The NLRP3 inflammasome is known to sense a wide range of stimuli, including pathogen-associated molecular patterns (PAMPs) and danger-associated molecular patterns (DAMPs). PAMPs are molecular patterns associated with pathogens, such as bacteria, viruses, and fungi; on the other hand, DAMPs are molecules released from damaged or dying cells and tissues. These can include ATP, uric acid, or cholesterol crystals. Original articles in this Research Topic identify new endogenous activators and repressors of the NLRP3 inflammasome. The finding that the internalization of membrane attack complex (MAC), a component of the complement system, drives NLRP3 inflammasome activation and IL-1β secretion is highlighted by Diaz-del-Olmo et al. Upon endocytosis, the colocalization of MAC with NLRP3-ASC proteins leads to the assembly of the NLRP3 inflammasome. Wisitpongpun et al. describe that oleamide, a natural oleic acid derivative, can induce NLRP3 inflammasome-mediated release of IL-1β, potentiating the polarization of primary human macrophages toward a pro-inflammatory M1 phenotype. Kienes et al. report a new mechanism of how NLRP11, a member of the Nod-like receptor family, inhibits the activation of the NLRP3 inflammasome. They identified the ATP-dependent RNA helicase DDX3X as a protein binding to NLRP11. Therefore, by sequestering DDX3X, NLRP11 negatively regulates NLRP3-mediated caspase-1 activation, thereby, limiting inflammasome activation.
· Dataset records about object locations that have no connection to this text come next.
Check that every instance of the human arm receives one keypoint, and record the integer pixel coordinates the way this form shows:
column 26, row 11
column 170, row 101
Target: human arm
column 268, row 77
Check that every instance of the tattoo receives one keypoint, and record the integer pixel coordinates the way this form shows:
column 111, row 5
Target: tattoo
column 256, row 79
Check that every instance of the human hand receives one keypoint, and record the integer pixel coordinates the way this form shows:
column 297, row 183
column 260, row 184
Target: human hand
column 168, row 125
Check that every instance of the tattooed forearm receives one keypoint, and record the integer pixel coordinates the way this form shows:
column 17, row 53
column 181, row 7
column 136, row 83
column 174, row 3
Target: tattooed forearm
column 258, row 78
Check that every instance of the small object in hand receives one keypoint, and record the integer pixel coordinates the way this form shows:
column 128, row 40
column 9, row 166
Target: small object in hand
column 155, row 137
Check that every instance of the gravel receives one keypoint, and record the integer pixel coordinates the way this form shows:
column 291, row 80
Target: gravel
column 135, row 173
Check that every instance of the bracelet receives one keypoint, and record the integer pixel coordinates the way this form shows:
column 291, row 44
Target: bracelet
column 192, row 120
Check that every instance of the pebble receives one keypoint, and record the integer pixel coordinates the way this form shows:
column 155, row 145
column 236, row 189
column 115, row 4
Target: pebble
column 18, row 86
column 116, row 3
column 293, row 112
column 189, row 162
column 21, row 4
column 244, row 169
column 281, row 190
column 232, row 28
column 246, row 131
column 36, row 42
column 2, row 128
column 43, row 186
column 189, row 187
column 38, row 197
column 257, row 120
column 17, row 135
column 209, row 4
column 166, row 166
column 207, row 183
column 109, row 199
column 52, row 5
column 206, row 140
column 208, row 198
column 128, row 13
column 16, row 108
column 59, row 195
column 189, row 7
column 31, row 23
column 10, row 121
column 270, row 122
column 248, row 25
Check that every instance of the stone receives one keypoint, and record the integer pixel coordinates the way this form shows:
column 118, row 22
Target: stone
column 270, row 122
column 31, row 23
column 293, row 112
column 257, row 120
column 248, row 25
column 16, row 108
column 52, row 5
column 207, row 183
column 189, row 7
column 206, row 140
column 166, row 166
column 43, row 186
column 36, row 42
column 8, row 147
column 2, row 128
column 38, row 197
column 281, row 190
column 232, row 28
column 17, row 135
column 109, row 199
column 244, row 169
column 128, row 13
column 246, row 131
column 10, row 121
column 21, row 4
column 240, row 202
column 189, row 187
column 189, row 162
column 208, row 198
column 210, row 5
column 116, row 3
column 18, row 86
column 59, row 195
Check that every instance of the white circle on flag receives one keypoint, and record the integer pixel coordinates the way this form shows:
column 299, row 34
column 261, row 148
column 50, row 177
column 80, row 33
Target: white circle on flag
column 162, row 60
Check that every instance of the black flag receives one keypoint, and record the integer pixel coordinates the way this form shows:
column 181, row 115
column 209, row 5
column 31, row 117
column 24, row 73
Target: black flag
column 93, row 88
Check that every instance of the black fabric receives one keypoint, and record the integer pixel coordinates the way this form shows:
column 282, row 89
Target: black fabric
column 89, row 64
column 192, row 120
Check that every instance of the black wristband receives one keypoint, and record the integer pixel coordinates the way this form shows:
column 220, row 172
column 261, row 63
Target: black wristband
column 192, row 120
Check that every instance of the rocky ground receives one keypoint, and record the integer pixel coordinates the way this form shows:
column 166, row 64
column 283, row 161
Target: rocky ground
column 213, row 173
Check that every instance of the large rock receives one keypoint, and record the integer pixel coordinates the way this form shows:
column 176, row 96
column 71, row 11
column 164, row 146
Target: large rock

The tight regulation of the NLRP3 inflammasome pathway is crucial for maintaining proper immune function and preventing excessive inflammation. The mechanisms of NLRP3 inflammasome activation may depend on the specific context and cell type. While priming is a well-established step for NLRP3 inflammasome activation in many cell types, including murine macrophages, Gritsenko et al. report that priming might be dispensable for NLRP3 inflammasome activation in human monocytes in vitro. When human monocytes are treated with nigericin, it induces K+ and Cl- efflux, which triggers the assembly of the NLRP3 inflammasome complex, leading to IL-1β and IL-18 release. Inflammasome activation is also peculiar in neutrophils in several ways. Inflammasome activation in neutrophils is often associated with NETosis, a specialized form of programmed cell death in which neutrophils release net-like structures called neutrophil extracellular traps (NETs). Münzer et al. show that, under sterile conditions, neutrophils can assemble and activate the NLRP3 inflammasome with the support of the enzyme PAD4 (peptidyl arginine deiminase 4), which is involved in chromatin decondensation and NET formation. In addition, Keitelman et al. reveal that serine proteases support caspase-1 in the processing and secretion of IL-1β in human neutrophils via the autophagic pathway. Son et al. present another key feature of inflammasome activation in neutrophils. When exposed to a milieu enriched in DAMPs, neutrophils are resistant to pyroptosis and mitochondrial depolarization in response to a NLRP3 inflammasome activator. In contrast, macrophages are desensitized via a mechanism leading to mitochondrial depolarization and pyroptosis. Based on these results, they propose that neutrophils are the primary source of IL-1β released in DAMP-rich inflammatory districts.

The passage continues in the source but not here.